Get predictions from a custom trained model

A prediction is the output of a trained machine learning model. This page provides an overview of the workflow for getting predictions from your models on Vertex AI.

Vertex AI offers two methods for getting prediction:

  • Online predictions are synchronous requests made to a model endpoint. Before sending a request, you must first deploy the model resource to an endpoint. This associates compute resources with the model so that it can serve online predictions with low latency. Use online predictions when you are making requests in response to application input or in situations that require timely inference.

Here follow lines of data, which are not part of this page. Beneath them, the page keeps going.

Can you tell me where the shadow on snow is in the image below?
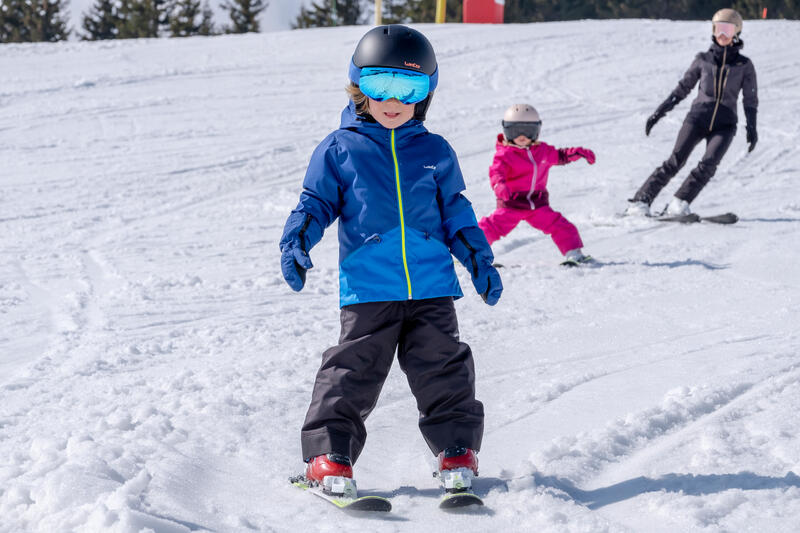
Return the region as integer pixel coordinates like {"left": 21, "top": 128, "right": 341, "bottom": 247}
{"left": 533, "top": 471, "right": 800, "bottom": 509}
{"left": 738, "top": 217, "right": 800, "bottom": 223}
{"left": 642, "top": 259, "right": 729, "bottom": 270}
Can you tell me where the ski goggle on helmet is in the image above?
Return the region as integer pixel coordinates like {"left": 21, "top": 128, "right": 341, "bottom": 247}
{"left": 358, "top": 67, "right": 431, "bottom": 104}
{"left": 349, "top": 25, "right": 439, "bottom": 105}
{"left": 502, "top": 103, "right": 542, "bottom": 141}
{"left": 713, "top": 22, "right": 737, "bottom": 38}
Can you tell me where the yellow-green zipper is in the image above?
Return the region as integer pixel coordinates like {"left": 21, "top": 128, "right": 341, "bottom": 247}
{"left": 391, "top": 129, "right": 413, "bottom": 299}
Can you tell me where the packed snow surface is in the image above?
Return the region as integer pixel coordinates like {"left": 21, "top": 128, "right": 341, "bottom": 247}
{"left": 1, "top": 19, "right": 800, "bottom": 533}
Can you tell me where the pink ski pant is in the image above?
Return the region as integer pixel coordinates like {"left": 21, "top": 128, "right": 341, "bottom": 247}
{"left": 478, "top": 206, "right": 583, "bottom": 255}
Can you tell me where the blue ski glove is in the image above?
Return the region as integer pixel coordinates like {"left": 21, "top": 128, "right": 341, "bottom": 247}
{"left": 279, "top": 212, "right": 322, "bottom": 292}
{"left": 280, "top": 240, "right": 313, "bottom": 292}
{"left": 450, "top": 226, "right": 503, "bottom": 306}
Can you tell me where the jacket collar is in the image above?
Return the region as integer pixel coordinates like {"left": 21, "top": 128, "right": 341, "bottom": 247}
{"left": 496, "top": 133, "right": 536, "bottom": 152}
{"left": 339, "top": 101, "right": 427, "bottom": 145}
{"left": 709, "top": 38, "right": 743, "bottom": 64}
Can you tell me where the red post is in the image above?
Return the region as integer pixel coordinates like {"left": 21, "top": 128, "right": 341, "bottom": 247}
{"left": 762, "top": 7, "right": 768, "bottom": 18}
{"left": 463, "top": 0, "right": 505, "bottom": 24}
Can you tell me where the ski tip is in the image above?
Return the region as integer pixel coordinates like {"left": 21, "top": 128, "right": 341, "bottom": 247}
{"left": 343, "top": 496, "right": 392, "bottom": 512}
{"left": 439, "top": 491, "right": 484, "bottom": 510}
{"left": 294, "top": 480, "right": 392, "bottom": 512}
{"left": 702, "top": 212, "right": 738, "bottom": 224}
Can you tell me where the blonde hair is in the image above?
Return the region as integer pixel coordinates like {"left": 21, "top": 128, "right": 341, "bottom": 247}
{"left": 503, "top": 138, "right": 539, "bottom": 148}
{"left": 345, "top": 83, "right": 370, "bottom": 115}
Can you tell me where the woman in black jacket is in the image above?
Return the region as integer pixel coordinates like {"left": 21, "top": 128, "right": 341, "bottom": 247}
{"left": 626, "top": 8, "right": 758, "bottom": 217}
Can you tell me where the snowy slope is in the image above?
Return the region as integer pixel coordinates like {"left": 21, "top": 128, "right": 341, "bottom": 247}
{"left": 1, "top": 19, "right": 800, "bottom": 533}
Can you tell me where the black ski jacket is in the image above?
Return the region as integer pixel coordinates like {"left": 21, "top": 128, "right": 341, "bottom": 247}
{"left": 670, "top": 39, "right": 758, "bottom": 131}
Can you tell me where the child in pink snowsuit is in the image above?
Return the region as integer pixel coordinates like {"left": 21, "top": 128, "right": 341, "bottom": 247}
{"left": 478, "top": 104, "right": 595, "bottom": 265}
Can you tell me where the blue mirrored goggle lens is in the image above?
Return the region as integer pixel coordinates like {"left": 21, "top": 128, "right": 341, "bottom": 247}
{"left": 358, "top": 67, "right": 430, "bottom": 104}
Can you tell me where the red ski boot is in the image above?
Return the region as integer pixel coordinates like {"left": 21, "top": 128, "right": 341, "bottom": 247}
{"left": 436, "top": 447, "right": 478, "bottom": 492}
{"left": 305, "top": 453, "right": 357, "bottom": 497}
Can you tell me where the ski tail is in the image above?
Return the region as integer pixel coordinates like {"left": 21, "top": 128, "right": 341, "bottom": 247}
{"left": 657, "top": 213, "right": 701, "bottom": 223}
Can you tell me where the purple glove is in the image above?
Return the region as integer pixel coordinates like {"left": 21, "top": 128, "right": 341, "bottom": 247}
{"left": 559, "top": 147, "right": 596, "bottom": 165}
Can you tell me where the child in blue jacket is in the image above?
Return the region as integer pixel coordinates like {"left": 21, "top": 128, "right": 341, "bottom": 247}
{"left": 280, "top": 25, "right": 502, "bottom": 497}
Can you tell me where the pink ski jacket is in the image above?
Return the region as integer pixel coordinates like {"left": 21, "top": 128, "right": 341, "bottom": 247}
{"left": 489, "top": 134, "right": 592, "bottom": 210}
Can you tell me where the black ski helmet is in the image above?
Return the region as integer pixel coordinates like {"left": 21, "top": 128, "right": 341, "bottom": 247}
{"left": 349, "top": 25, "right": 439, "bottom": 121}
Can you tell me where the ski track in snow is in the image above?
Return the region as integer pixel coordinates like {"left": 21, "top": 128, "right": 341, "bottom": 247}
{"left": 1, "top": 20, "right": 800, "bottom": 533}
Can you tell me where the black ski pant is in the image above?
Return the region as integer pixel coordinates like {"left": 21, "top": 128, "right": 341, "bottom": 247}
{"left": 634, "top": 120, "right": 736, "bottom": 206}
{"left": 300, "top": 297, "right": 484, "bottom": 464}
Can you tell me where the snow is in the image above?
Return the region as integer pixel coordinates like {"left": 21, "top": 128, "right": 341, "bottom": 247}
{"left": 2, "top": 18, "right": 800, "bottom": 532}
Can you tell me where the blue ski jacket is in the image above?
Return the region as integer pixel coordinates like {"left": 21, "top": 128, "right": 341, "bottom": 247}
{"left": 282, "top": 102, "right": 487, "bottom": 307}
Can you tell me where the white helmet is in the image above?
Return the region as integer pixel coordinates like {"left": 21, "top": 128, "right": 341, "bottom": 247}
{"left": 502, "top": 103, "right": 542, "bottom": 141}
{"left": 503, "top": 103, "right": 540, "bottom": 123}
{"left": 712, "top": 8, "right": 743, "bottom": 36}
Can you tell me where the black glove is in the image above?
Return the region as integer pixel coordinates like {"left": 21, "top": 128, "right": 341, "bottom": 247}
{"left": 744, "top": 106, "right": 758, "bottom": 153}
{"left": 645, "top": 94, "right": 680, "bottom": 136}
{"left": 645, "top": 113, "right": 662, "bottom": 136}
{"left": 746, "top": 126, "right": 758, "bottom": 152}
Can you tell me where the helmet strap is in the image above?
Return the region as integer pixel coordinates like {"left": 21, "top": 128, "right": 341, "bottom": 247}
{"left": 414, "top": 94, "right": 433, "bottom": 121}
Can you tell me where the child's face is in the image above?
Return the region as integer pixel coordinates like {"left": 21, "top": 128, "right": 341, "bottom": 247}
{"left": 511, "top": 134, "right": 533, "bottom": 147}
{"left": 715, "top": 32, "right": 733, "bottom": 46}
{"left": 368, "top": 98, "right": 415, "bottom": 129}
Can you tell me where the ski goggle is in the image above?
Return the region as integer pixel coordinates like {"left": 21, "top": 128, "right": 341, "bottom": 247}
{"left": 358, "top": 67, "right": 432, "bottom": 104}
{"left": 502, "top": 121, "right": 542, "bottom": 141}
{"left": 713, "top": 21, "right": 737, "bottom": 38}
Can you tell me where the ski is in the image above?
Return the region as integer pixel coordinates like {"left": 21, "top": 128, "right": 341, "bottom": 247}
{"left": 657, "top": 213, "right": 701, "bottom": 223}
{"left": 439, "top": 490, "right": 484, "bottom": 510}
{"left": 435, "top": 466, "right": 484, "bottom": 510}
{"left": 495, "top": 257, "right": 601, "bottom": 269}
{"left": 656, "top": 212, "right": 738, "bottom": 225}
{"left": 700, "top": 212, "right": 739, "bottom": 224}
{"left": 560, "top": 255, "right": 597, "bottom": 267}
{"left": 290, "top": 476, "right": 392, "bottom": 512}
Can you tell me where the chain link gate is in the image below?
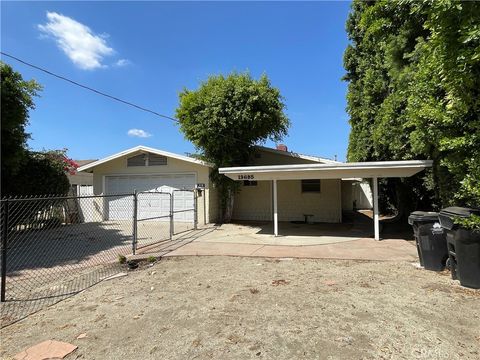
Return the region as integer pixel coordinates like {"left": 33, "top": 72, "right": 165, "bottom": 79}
{"left": 134, "top": 191, "right": 173, "bottom": 252}
{"left": 172, "top": 190, "right": 197, "bottom": 235}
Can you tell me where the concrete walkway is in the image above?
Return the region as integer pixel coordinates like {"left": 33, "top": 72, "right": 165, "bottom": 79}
{"left": 158, "top": 223, "right": 418, "bottom": 262}
{"left": 164, "top": 237, "right": 417, "bottom": 261}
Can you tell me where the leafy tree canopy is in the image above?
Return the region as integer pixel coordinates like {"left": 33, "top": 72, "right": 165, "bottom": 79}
{"left": 344, "top": 0, "right": 480, "bottom": 217}
{"left": 1, "top": 62, "right": 74, "bottom": 197}
{"left": 1, "top": 62, "right": 41, "bottom": 181}
{"left": 176, "top": 72, "right": 290, "bottom": 220}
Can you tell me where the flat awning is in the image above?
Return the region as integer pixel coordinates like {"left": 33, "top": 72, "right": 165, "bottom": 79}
{"left": 219, "top": 160, "right": 433, "bottom": 181}
{"left": 219, "top": 160, "right": 433, "bottom": 240}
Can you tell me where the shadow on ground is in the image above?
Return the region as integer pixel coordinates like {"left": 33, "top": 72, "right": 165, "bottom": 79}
{"left": 1, "top": 225, "right": 205, "bottom": 328}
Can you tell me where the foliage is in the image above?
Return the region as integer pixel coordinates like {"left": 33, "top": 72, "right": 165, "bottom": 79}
{"left": 1, "top": 61, "right": 42, "bottom": 192}
{"left": 454, "top": 215, "right": 480, "bottom": 232}
{"left": 118, "top": 255, "right": 127, "bottom": 264}
{"left": 1, "top": 63, "right": 77, "bottom": 197}
{"left": 176, "top": 72, "right": 289, "bottom": 221}
{"left": 8, "top": 150, "right": 73, "bottom": 196}
{"left": 344, "top": 1, "right": 480, "bottom": 219}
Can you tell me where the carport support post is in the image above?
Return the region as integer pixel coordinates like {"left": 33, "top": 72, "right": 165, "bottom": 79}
{"left": 373, "top": 177, "right": 380, "bottom": 241}
{"left": 273, "top": 179, "right": 278, "bottom": 236}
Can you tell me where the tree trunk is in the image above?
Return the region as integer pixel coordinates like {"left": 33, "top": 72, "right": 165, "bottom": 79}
{"left": 222, "top": 188, "right": 235, "bottom": 223}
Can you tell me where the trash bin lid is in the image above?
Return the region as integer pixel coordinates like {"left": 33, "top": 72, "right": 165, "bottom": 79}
{"left": 408, "top": 211, "right": 439, "bottom": 224}
{"left": 439, "top": 207, "right": 480, "bottom": 230}
{"left": 439, "top": 207, "right": 480, "bottom": 219}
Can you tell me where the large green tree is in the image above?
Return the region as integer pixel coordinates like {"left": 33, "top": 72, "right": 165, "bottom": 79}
{"left": 1, "top": 62, "right": 72, "bottom": 196}
{"left": 344, "top": 0, "right": 480, "bottom": 218}
{"left": 176, "top": 72, "right": 290, "bottom": 221}
{"left": 1, "top": 62, "right": 41, "bottom": 193}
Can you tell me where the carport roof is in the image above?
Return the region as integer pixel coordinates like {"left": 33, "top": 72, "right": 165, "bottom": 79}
{"left": 77, "top": 145, "right": 213, "bottom": 172}
{"left": 219, "top": 160, "right": 433, "bottom": 180}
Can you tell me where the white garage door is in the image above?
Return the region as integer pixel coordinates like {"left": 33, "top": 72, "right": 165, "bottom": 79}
{"left": 105, "top": 174, "right": 195, "bottom": 221}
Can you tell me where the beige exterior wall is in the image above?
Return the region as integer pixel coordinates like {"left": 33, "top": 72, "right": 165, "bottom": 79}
{"left": 208, "top": 180, "right": 219, "bottom": 223}
{"left": 233, "top": 148, "right": 342, "bottom": 223}
{"left": 233, "top": 179, "right": 342, "bottom": 223}
{"left": 89, "top": 151, "right": 217, "bottom": 223}
{"left": 341, "top": 180, "right": 373, "bottom": 211}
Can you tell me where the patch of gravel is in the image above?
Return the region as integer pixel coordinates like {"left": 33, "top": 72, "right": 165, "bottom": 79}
{"left": 1, "top": 256, "right": 479, "bottom": 359}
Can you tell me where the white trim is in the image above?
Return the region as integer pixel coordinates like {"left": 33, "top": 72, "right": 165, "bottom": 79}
{"left": 220, "top": 160, "right": 433, "bottom": 173}
{"left": 219, "top": 160, "right": 433, "bottom": 180}
{"left": 273, "top": 179, "right": 278, "bottom": 236}
{"left": 373, "top": 176, "right": 380, "bottom": 241}
{"left": 78, "top": 146, "right": 213, "bottom": 172}
{"left": 256, "top": 146, "right": 341, "bottom": 164}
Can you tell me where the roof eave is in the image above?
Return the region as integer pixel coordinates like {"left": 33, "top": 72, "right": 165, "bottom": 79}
{"left": 77, "top": 145, "right": 213, "bottom": 172}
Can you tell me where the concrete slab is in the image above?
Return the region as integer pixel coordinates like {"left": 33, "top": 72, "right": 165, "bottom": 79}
{"left": 165, "top": 241, "right": 265, "bottom": 257}
{"left": 165, "top": 237, "right": 417, "bottom": 262}
{"left": 161, "top": 222, "right": 418, "bottom": 262}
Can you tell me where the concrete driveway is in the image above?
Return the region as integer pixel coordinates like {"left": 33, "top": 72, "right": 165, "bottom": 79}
{"left": 137, "top": 221, "right": 419, "bottom": 262}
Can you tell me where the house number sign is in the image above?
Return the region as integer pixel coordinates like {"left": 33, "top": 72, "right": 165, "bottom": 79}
{"left": 238, "top": 174, "right": 255, "bottom": 180}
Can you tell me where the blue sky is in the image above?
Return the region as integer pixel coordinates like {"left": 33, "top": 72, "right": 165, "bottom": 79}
{"left": 2, "top": 1, "right": 352, "bottom": 161}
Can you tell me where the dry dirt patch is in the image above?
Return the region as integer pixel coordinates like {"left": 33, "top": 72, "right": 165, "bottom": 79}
{"left": 1, "top": 256, "right": 479, "bottom": 360}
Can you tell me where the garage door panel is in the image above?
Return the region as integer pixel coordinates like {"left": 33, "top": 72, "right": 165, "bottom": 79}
{"left": 105, "top": 174, "right": 195, "bottom": 221}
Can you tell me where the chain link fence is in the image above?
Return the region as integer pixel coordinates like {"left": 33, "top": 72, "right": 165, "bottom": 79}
{"left": 172, "top": 190, "right": 197, "bottom": 235}
{"left": 0, "top": 190, "right": 198, "bottom": 326}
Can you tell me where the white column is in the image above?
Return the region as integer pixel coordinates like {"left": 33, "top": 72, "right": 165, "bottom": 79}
{"left": 273, "top": 179, "right": 278, "bottom": 236}
{"left": 373, "top": 176, "right": 380, "bottom": 241}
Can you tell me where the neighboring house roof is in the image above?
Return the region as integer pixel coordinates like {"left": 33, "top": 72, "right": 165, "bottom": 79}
{"left": 77, "top": 146, "right": 213, "bottom": 172}
{"left": 255, "top": 146, "right": 342, "bottom": 164}
{"left": 75, "top": 159, "right": 97, "bottom": 167}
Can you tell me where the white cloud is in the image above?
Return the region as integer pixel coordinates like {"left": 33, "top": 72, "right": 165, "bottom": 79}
{"left": 114, "top": 59, "right": 131, "bottom": 67}
{"left": 127, "top": 129, "right": 152, "bottom": 138}
{"left": 38, "top": 12, "right": 114, "bottom": 70}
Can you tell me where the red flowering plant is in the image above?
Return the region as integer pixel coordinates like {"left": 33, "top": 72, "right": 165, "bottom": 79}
{"left": 43, "top": 149, "right": 79, "bottom": 175}
{"left": 63, "top": 157, "right": 79, "bottom": 175}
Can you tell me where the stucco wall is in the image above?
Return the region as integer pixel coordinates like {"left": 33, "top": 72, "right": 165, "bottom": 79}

  • Batch predictions are asynchronous requests. You request a batchPredictionsJob directly from the model resource without needing to deploy the model to an endpoint. Use batch predictions when you don't require an immediate response and want to process accumulated data by using a single request.

Test your model locally

Before getting predictions, it's useful to deploy your model to a local endpoint during the development and testing phase. This lets you both iterate more quickly and test your model without deploying it to an online endpoint or incurring prediction costs. Local deployment is intended for local development and testing, not for production deployments.

To deploy a model locally, use the Vertex AI SDK for Python and deploy a LocalModel to a LocalEndpoint. For a demonstration, see this notebook.

Even if your client is not written in Python, you can still use the Vertex AI SDK for Python to launch the container and server so that you can test requests from your client.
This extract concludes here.